Share your dilemmas and get honest opinions from other Mumsnetters.

To think that things were different before 2007?

749 replies

Haarrieett · 15/03/2019 19:03

Just happened to see that the new Madeleine McCann documentary is trending on twitter - I clicked on it and saw that hundreds of people were saying things along the lines of "Who would leave their children alone in a foreign country?"

I was slightly Blush at this because dh and I honestly used to do this all the time. My dc are a few years older than Madeleine - when we went on holiday to resorts in places like Greece and Spain, we would often leave them alone in a hotel room (often with a window/patio door open for fresh air) while we went out for dinner.

Obviously, after Madeleine went missing we never did it again, but I do recall it being pretty common behaviour at least among our friends.

Did anyone else used to do this in the pre-MM era?

OP posts:
FuckertyBoo · 17/03/2019 10:08

The way you put that is really uncharitable cath, although I partly agree with your point. Today’s parents in the uk are under a lot of pressure to toe the line on sleep training, weaning, feeding, screen time, you name it. I don’t know it there was as much peer pressure in the past. I actually doubt it, as social media wasn’t around and it probably wasn’t so tribal.

I did all the ‘right’ stuff, as in I followed the guidelines and breast fed, no cry it out etc etc.
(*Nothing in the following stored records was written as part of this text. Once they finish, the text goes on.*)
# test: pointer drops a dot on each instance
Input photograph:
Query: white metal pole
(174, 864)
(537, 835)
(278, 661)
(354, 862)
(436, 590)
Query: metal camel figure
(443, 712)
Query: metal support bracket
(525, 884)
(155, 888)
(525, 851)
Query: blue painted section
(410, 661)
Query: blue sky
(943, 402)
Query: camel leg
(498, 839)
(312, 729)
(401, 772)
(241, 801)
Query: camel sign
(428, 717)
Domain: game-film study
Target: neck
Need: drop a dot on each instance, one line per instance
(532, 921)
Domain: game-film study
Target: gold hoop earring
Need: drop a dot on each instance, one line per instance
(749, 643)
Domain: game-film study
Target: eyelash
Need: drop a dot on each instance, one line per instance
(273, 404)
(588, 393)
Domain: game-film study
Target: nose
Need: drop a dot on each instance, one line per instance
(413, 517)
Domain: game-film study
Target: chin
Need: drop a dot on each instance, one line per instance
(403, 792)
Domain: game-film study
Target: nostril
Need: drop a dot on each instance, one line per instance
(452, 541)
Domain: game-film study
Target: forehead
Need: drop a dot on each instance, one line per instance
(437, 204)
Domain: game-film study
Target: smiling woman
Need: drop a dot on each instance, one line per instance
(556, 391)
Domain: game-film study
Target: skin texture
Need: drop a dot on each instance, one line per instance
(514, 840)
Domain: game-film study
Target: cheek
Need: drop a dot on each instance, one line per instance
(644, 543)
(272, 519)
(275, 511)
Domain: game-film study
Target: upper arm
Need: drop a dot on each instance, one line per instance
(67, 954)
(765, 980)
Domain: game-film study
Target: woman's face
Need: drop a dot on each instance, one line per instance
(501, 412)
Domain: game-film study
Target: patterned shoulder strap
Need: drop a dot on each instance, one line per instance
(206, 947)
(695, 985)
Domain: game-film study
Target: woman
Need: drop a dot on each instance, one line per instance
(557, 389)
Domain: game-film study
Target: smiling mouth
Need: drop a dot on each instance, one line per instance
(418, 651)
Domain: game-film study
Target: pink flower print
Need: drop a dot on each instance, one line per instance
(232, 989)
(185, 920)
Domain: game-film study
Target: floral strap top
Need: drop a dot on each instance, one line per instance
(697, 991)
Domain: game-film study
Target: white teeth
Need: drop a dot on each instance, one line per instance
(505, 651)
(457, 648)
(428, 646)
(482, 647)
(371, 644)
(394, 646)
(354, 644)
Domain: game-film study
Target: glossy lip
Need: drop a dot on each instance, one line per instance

I don’t honestly know how much of a difference any of it made, but at the time I was doing it, it felt like the most important thing in the world.

I am a bit wiser these days I think, but I still wouldn’t leave a young child alone in a hotel room. Whether I would have held a different view if I’d had children before 2007 I obviously can’t say for sure, but I really doubt I would, seeing as my own mum who had her last child in the mid 80s said they wouldn’t have considered it. There is a level for most people and personally this isn’t something which would come naturally to me.

Different to things like car seats, where I wouldn’t have a clue unless I read the guidelines. I have a natural instinct that would mean I’d rather not leave my very young children alone for long.

That’s not to say I think the mccanns were ‘bad parents’ for doing it. I bet many people did it and got away with it, even if it wasn’t the norm.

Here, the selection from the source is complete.